There are practical wrinkles too. In many countries there is no testosterone product licensed for women at all, so doctors adapt male formulations at much smaller doses, and estrogen is usually settled first. All of which is to say, this is a real conversation for you and a knowledgeable doctor, not something to order on a hunch. We covered the wider hormone therapy picture in this piece.

A few quick questions

Can low testosterone cause fatigue or low mood in women?
It might play a part, but the honest answer is that the evidence linking testosterone to fatigue and mood in women is weak. Those symptoms are more reliably tied to estrogen, sleep, iron, or thyroid. Low desire is the sign most clearly connected to testosterone.
Can you test your testosterone levels?
Yes, with a blood test, but a low number on its own does not mean much. Plenty of women with low testosterone levels feel completely fine, which is why any result is read alongside your actual symptoms, not on its own.
Is testosterone therapy safe for women?
At the small, female-appropriate doses used for low desire after menopause, the shorter-term evidence is reasonably reassuring.
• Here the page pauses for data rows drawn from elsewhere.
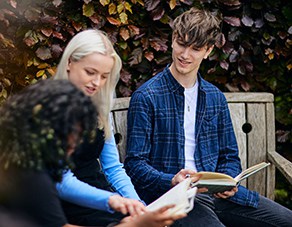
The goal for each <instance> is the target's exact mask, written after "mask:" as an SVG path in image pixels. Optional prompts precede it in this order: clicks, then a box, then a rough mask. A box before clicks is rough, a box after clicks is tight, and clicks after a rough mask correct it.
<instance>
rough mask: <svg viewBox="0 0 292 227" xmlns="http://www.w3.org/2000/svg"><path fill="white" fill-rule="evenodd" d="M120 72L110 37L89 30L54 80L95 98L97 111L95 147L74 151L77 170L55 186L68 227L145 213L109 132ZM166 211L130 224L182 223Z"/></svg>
mask: <svg viewBox="0 0 292 227" xmlns="http://www.w3.org/2000/svg"><path fill="white" fill-rule="evenodd" d="M121 66H122V63H121V59H120V57H119V56H118V55H117V53H116V51H115V50H114V48H113V45H112V44H111V42H110V40H109V39H108V37H107V36H106V34H105V33H103V32H102V31H99V30H86V31H82V32H80V33H78V34H77V35H76V36H74V37H73V38H72V40H71V41H70V42H69V43H68V45H67V47H66V49H65V51H64V53H63V56H62V58H61V61H60V63H59V66H58V69H57V72H56V75H55V76H54V79H55V80H57V79H66V80H70V81H71V82H72V83H73V84H75V85H76V86H77V87H78V88H79V89H80V90H82V91H83V92H84V93H85V94H86V95H88V96H91V97H92V100H93V102H94V103H95V105H96V107H97V111H98V125H97V130H96V137H95V140H94V143H93V144H90V143H87V142H88V141H84V143H83V145H82V146H80V147H79V148H78V149H77V150H76V152H75V153H74V154H73V160H74V162H75V164H76V168H75V169H74V170H73V171H72V172H71V171H68V172H66V173H65V174H64V175H63V181H62V182H61V183H59V184H58V185H57V190H58V193H59V196H60V198H61V199H62V201H63V202H62V204H63V209H64V211H65V213H66V216H67V218H68V221H69V223H70V224H76V225H89V226H94V225H98V226H101V225H102V226H104V225H107V224H109V223H113V222H119V221H120V220H121V219H122V218H123V217H124V216H125V215H126V214H129V215H130V216H139V215H141V214H143V213H145V212H146V208H145V206H144V204H143V203H142V202H141V200H140V198H139V196H138V195H137V193H136V191H135V189H134V187H133V185H132V183H131V180H130V178H129V177H128V176H127V175H126V173H125V170H124V168H123V165H122V164H121V163H120V162H119V154H118V151H117V148H116V144H115V140H114V137H113V134H112V132H111V126H110V119H109V114H110V109H111V105H112V100H113V93H114V89H115V86H116V84H117V82H118V80H119V75H120V74H119V72H120V70H121ZM64 111H66V110H64ZM97 159H98V160H99V161H98V160H97ZM166 210H167V208H165V209H162V210H160V211H157V212H156V213H153V214H151V213H150V214H148V215H146V216H144V215H143V217H141V219H139V218H138V220H136V218H134V219H128V220H131V222H132V223H133V224H134V223H136V221H138V222H141V221H142V222H144V221H146V222H145V223H147V221H150V222H151V221H152V222H153V223H154V222H155V223H156V224H155V225H154V226H161V225H162V226H163V225H166V223H167V224H168V223H171V222H172V220H174V219H177V218H180V217H182V216H176V217H171V216H169V215H167V214H166V213H165V211H166ZM159 214H161V215H159ZM154 219H155V220H154ZM158 219H159V221H157V220H158ZM134 220H135V222H133V221H134ZM143 220H144V221H143ZM133 226H134V225H133Z"/></svg>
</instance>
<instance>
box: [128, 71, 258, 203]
mask: <svg viewBox="0 0 292 227" xmlns="http://www.w3.org/2000/svg"><path fill="white" fill-rule="evenodd" d="M198 81H199V91H198V102H197V112H196V129H195V139H196V144H197V145H196V149H195V155H194V160H195V163H196V167H197V170H198V171H213V172H214V171H216V172H222V173H225V174H228V175H230V176H232V177H235V176H236V175H238V174H239V173H240V172H241V164H240V159H239V157H238V147H237V142H236V138H235V134H234V131H233V126H232V122H231V118H230V113H229V109H228V105H227V101H226V98H225V96H224V95H223V93H222V92H221V91H219V89H218V88H216V87H215V86H214V85H212V84H210V83H208V82H207V81H205V80H204V79H202V78H201V77H200V75H198ZM183 121H184V88H183V87H182V86H181V85H180V84H179V83H178V82H177V81H176V80H175V78H174V77H173V76H172V74H171V72H170V71H169V68H168V67H166V68H165V69H164V71H163V72H161V73H159V74H157V75H156V76H155V77H153V78H152V79H150V80H149V81H147V82H146V83H144V84H143V85H142V86H141V87H140V88H139V89H138V90H137V91H135V92H134V93H133V95H132V98H131V102H130V107H129V110H128V129H127V133H128V136H127V156H126V160H125V162H124V165H125V168H126V171H127V173H128V175H129V176H130V177H131V179H132V182H133V184H134V186H135V188H136V190H137V192H138V194H139V196H140V197H141V199H143V200H144V201H145V202H146V203H150V202H152V201H154V200H155V199H157V198H158V197H159V196H161V195H162V194H163V193H165V192H166V191H167V190H169V189H170V188H171V179H172V178H173V176H174V175H175V174H176V173H177V172H179V170H181V169H183V168H184V164H185V159H184V140H185V138H184V128H183V125H184V124H183ZM258 199H259V198H258V193H256V192H253V191H249V190H248V189H246V188H244V187H243V186H239V191H238V192H237V193H236V194H235V196H233V197H231V198H230V200H231V201H233V202H235V203H238V204H241V205H246V206H252V207H257V205H258Z"/></svg>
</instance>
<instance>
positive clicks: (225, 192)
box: [214, 187, 238, 199]
mask: <svg viewBox="0 0 292 227" xmlns="http://www.w3.org/2000/svg"><path fill="white" fill-rule="evenodd" d="M236 192H238V188H237V187H234V188H233V189H231V190H230V191H225V192H221V193H216V194H214V197H215V198H217V199H219V198H221V199H227V198H229V197H232V196H234V195H235V193H236Z"/></svg>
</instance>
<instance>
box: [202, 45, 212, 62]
mask: <svg viewBox="0 0 292 227" xmlns="http://www.w3.org/2000/svg"><path fill="white" fill-rule="evenodd" d="M213 48H214V45H212V46H210V47H209V48H208V50H207V51H206V53H205V55H204V59H207V57H208V56H209V54H210V53H211V52H212V50H213Z"/></svg>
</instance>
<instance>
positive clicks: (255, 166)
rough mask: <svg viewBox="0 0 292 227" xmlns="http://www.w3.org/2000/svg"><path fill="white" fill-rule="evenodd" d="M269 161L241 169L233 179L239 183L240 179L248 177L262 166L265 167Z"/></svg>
mask: <svg viewBox="0 0 292 227" xmlns="http://www.w3.org/2000/svg"><path fill="white" fill-rule="evenodd" d="M269 165H270V163H266V162H261V163H259V164H257V165H254V166H251V167H249V168H248V169H246V170H244V171H242V172H241V173H240V174H239V175H238V176H236V177H235V178H234V179H235V180H236V181H237V182H238V183H239V182H240V181H243V180H244V179H246V178H247V177H249V176H250V175H252V174H254V173H256V172H258V171H260V170H261V169H263V168H266V167H267V166H269Z"/></svg>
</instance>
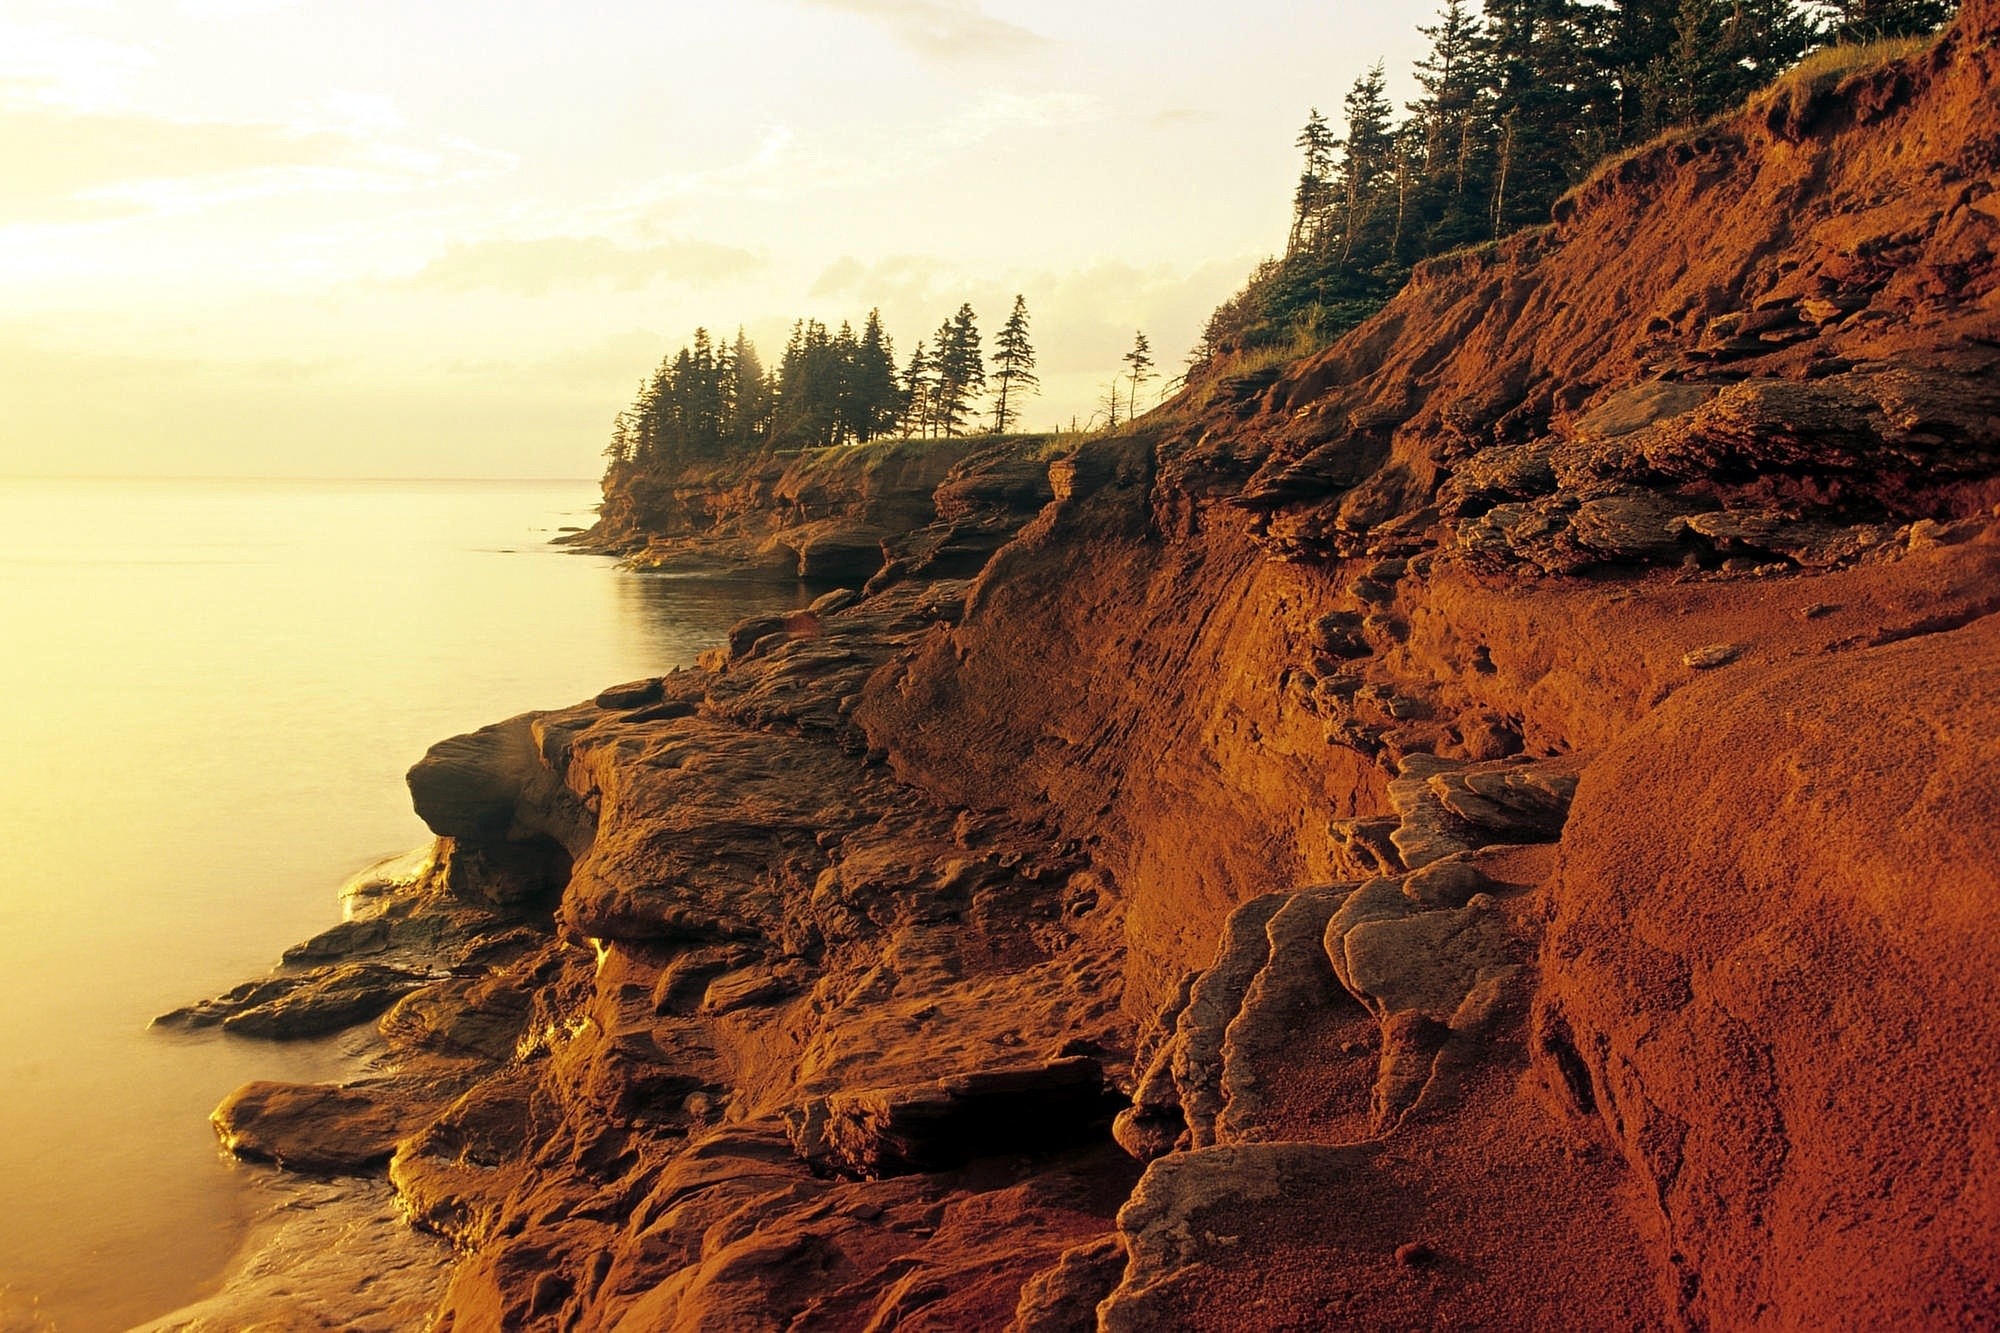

Long-term data is more limited, and it is not suitable for everyone, which is why it stays a guided decision with a doctor rather than a self-prescribed experiment.

Sorting out which of your three hormones is behind what you are feeling is genuinely hard, precisely because their symptoms overlap so much. That is the tangle Stree Sense is built to help with. A companion that tracks the pattern over time, so “is this testosterone, or estrogen, or just a brutal few months” slowly becomes a question you can actually answer with evidence, rather than a shrug.

And the reframe worth holding onto is this. Testosterone is not something you are simply losing to age like a defeat. It is part of your drive, your appetite for life, your spark, and it was always yours. Understanding it is how you stop mistaking a quiet, often correctable dip for the person you have become. These years can carry as much fire as any that came before, once you know what you are working with.

Stree Sense writes to help you understand your body, not to diagnose or treat. For anything that worries you, take it to a doctor.